Babysitter mereka berkata mereka memiliki ibu, jika ayah mereka tidak mau memberi tahu maka mereka akan mencari sendiri ibu mereka dan mereka yakin mereka pasti akan menemukan keberadaan ibu yang sangat mereka rindukan.
.
.
.
Sementara itu , di sisi dermaga yang ada di Australia. Ibu yang mereka rindukan sedang berdiri di sisi dermaga tersebut. Bukan untuk berlibur, tapi Eliana berada di sana untuk berbicara dengan ibunya di mana abu ibunya dia arungkan di sekitar dermaga itu.
Tatapan mata Eliana tertuju pada air yang tenang. Tiga tahun, sudah tiga tahun dia berada di Australia. Selama tiga tahun itu pula dia berusaha merelakan kepergian ibunya dan menunggu waktu yang tepat untuk kembali.
Dia sengaja menunggu tiga tahun dan tidak langsung kembali setelah menepati sumpahnya pada ibunya karena bukanlah hal mudah mencari bayi yang tidak pernah dia lihat rupanya. Dia juga tahu Ray tidak mungkin membiarkan dirinya dapat menemukan kedua bayinya dengan mudah oleh sebab itu dia menunggu, menunggu kedua bayi yang dia lahirkan sedikit dewasa dengan demikian akan lebih mempermudah dirinya menemukan mereka.
Setelah tiga tahun tinggal di Australia, akhirnya Eliana memutuskan untuk kembali. Dia juga memilih tidak langsung kembali karena dia tahu, untuk orang yang tidak memiliki apa pun seperti dirinya tidak akan bisa melawan Tuan Muda yang berkuasa untuk merebut kedua anaknya. Selama tiga tahun itu pula, Eliana membuka usaha kecil dari uang terakhir yang dia dapat tapi sekarang, dia harus meninggalkan usaha itu untuk sementara waktu.
"Aku harus pergi, Mom," ucap Eliana, tatapan mata masih tidak lepas dari air laut yang tenang.
"Aku harus mencari kedua bayi yang telah diambil dariku tapi aku akan kembali lagi setelah aku menemukan mereka. Aku akan membawa mereka ke kota ini, aku tidak akan tinggal di sana lagi," Eliana tersenyum, namun kesedihan tersirat dari raut wajahnya.

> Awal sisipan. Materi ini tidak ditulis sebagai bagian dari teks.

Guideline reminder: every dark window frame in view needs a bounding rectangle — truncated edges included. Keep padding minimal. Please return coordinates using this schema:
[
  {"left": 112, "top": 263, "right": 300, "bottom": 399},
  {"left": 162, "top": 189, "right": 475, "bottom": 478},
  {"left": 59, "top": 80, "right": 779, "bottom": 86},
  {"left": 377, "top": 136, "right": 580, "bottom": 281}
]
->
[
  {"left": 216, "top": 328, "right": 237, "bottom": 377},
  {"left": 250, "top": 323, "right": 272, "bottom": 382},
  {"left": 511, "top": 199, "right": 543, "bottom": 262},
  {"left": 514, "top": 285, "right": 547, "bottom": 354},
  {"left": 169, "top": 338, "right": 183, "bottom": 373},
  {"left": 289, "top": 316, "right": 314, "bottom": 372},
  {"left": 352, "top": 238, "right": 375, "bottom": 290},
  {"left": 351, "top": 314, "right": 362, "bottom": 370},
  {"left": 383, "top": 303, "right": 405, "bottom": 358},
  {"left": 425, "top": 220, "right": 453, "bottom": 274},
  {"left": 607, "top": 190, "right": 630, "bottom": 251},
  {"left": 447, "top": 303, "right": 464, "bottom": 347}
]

"Aku selalu meminta maaf padamu, Mom. Maafkan aku yang telah menipu dirimu. Waktu itu aku tidak punya pilihan, sungguh. Aku terpaksa melakukannya untuk dirimu jadi aku harap kau memaafkan aku walau aku tahu kau pasti kecewa," air mata menetas, rasa sakit yang dia rasakan waktu itu kembali teringat.
"Tapi sekarang, aku akan memperjuangkan apa yang seharusnya aku miliki. Aku akan mencari mereka dan membawa mereka. Aku berjanji padamu, aku akan memperbaiki kesalahan yang telah aku lakukan," dia pasti dapat menemukan keberadaan kedua putranya dan membawa mereka pergi dari tangan si Tuan Muda yang telah membayarnya dulu.
Dia harap dia bisa bertemu dengan Ray atau Grace sehingga dia bisa bertemu dengan kedua putranya tapi sayangnya, Ray sudah meninggal dan Grace sudah pindah ke kota lain.
Setelah berbicara dengan ibunya, Eliana meninggalkan dermaga itu sambil menarik sebuah koper karena hari ini juga dia akan kembali ke Perancis, untuk mencari keberadaan kedua putranya.